Hyperpolarized 129Xe Gas Exchange Imaging of the Human Lung using IDEAL with Spiral k-space Sampling

Ozkan Doganay1,2, Mitchell Chen2, Tahreema Matin2, Marzia Rigolli3, Julie-Ann Phillips2, Anthony McIntyre2, and Fergus V. Gleeson1,2

1Department of Oncology, University of Oxford, Oxford, United Kingdom, 2Department of Radiology, The Churchill Hospital, Oxford, United Kingdom, 3Division of Cardiovascular Medicine, University of Oxford Centre for Clinical Magnetic Resonance Research, Oxford, United Kingdom

This proof of concept study describes implementation and analysis of an IDEAL (Iterative Decomposition of water and fat with Echo Asymmetry and Least-square estimation) based imaging technique for imaging hyperpolarized Xenon-129 (HPX) gas ventilation and dissolved phase compartments in human lungs.

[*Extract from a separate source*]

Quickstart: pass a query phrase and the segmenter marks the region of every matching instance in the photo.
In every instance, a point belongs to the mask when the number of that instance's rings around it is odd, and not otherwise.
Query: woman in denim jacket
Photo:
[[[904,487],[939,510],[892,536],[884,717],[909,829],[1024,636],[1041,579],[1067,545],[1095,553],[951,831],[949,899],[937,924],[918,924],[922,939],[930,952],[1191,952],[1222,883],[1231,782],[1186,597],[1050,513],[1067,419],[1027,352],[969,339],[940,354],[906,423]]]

The time-series IDEAL imaging approach was tested in a healthy subject corroborating with Bloch equations and a numerical gas-exchange model showing that HPX gas ventilation and dissolved phase compartment images can be obtained, and the gas-transfer dynamics can be measured, in a single breath-hold interval of 8 seconds using 1L of HPX gas with polarization of ~10%.